Discover more from Crime Thoughts
Why do so many papers think crime data ends in 2016?
First published in October, 2022
Please note that in the few weeks between when I wrote this and when I posted it, NACJD posted NIBRS data through 2020.
There’s a curious phenomenon in some recent papers: they think that FBI data ended in 2016. Always 2016. Sometimes they use a single year, and sometimes they use many years, but they always end with 2016. Why 2016?
The simple answer is that 2016 is the last year available from the National Archive of Criminal Justice Data (NACJD), which hosts a lot of crime datasets. You can think of them as the Netflix of crime data since they offer a collection of crime datasets for download. Among their collection are the FBI’s Uniform Crime Reporting (UCR) Program Data (which is really several datasets) and the National Incident-Based Reporting System (NIBRS) data1. In both cases, the most recent data the FBI has released is 2020, but NACJD only has updated data through 2016.2 What NACJD does to these data is take the hard-to-use data from the FBI and convert it into more usable formats like R, Stata, or SPSS.3 For NIBRS data, which comes in several different files (called “segments”), each dedicated to one part of the data (e.g., victims, offenders, property, etc.), NACJD also has what they call “Extract Files,” which combine data from all of the segments to create four files, each for a different unit of analysis: victim, offender, arrestee, and incident.4 Data users can do this all themselves, but it simplifies using NIBRS data by removing that step in the cleaning process.5 The downside is that it limits records to only three per group (e.g., victims, offenders, arrestees, etc.). For an excellent review of how this affects research, please see this paper by Drs. Lantz and Wenger.6
So case closed? 2016 is the last year NACJD has, and NACJD is the principal repository for data, so it makes sense to only use data through 2016. I don’t buy it. That is a feeble argument to me. NACJD is a great resource, but they’re not the only source of FBI data. They’re not even the primary source of FBI data. The FBI is. On the FBI’s official website, you can download the raw UCR and NIBRS data (which they call “Master Files”) and use data up through the most recent year - each September/October, the FBI releases data for the previous calendar year. It’s a bit of a pain to convert these master files into machine-readable format (e.g., R, Stata), but it is certainly doable. I did so in the summer after my first year of grad school. And now I have data in machine-readable formats for every year of UCR and NIBRS data available to download publicly. So it’s certainly doable.

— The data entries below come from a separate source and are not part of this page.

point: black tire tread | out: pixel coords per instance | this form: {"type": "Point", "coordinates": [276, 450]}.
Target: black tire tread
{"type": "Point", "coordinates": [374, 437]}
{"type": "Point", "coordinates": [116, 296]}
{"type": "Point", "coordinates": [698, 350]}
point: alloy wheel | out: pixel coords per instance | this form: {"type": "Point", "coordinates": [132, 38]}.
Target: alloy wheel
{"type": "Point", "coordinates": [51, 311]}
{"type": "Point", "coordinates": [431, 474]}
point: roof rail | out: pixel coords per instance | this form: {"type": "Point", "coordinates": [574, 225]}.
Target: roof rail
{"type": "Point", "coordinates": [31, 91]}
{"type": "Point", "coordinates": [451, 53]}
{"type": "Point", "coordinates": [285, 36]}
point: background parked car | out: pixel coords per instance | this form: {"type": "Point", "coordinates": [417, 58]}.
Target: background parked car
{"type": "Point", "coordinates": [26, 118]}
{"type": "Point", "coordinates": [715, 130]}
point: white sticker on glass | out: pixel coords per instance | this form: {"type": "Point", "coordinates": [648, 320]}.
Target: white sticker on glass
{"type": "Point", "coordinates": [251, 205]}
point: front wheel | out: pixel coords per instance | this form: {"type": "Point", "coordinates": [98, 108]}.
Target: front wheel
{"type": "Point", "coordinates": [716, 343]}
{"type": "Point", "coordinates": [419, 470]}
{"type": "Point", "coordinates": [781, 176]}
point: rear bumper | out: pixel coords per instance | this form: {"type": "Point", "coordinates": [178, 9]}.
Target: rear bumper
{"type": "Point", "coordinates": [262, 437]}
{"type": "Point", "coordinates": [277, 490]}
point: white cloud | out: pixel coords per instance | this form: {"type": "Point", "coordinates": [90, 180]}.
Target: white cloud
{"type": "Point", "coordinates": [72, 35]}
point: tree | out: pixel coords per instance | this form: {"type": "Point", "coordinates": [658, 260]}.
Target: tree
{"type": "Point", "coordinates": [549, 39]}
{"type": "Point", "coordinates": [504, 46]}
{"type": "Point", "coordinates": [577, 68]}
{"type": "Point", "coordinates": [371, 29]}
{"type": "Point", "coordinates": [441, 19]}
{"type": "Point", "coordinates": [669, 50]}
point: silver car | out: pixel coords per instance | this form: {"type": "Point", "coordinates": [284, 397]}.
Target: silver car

FBI data is available through 2020 for all of their datasets, either through the FBI’s website or my data posted on openICPSR. What is the excuse for people to rely on NACJD data that ended in 2016 - almost six years ago at the time of this writing? Do they not trust my data? That’s fair. I’m pretty suspicious about people’s code, so I might not trust my work if I didn’t know better. But certainly, they’d trust the FBI’s data, which is readily available for download.7 Maybe these authors don’t have the programming skills to convert the data to a usable format. That may be true, but then it calls into question all the code they write to clean and analyze the data they got from NACJD. Maybe they don’t know that these other sources exist. But that can’t be right because researchers would check to see if the data they’re using is the most recent available.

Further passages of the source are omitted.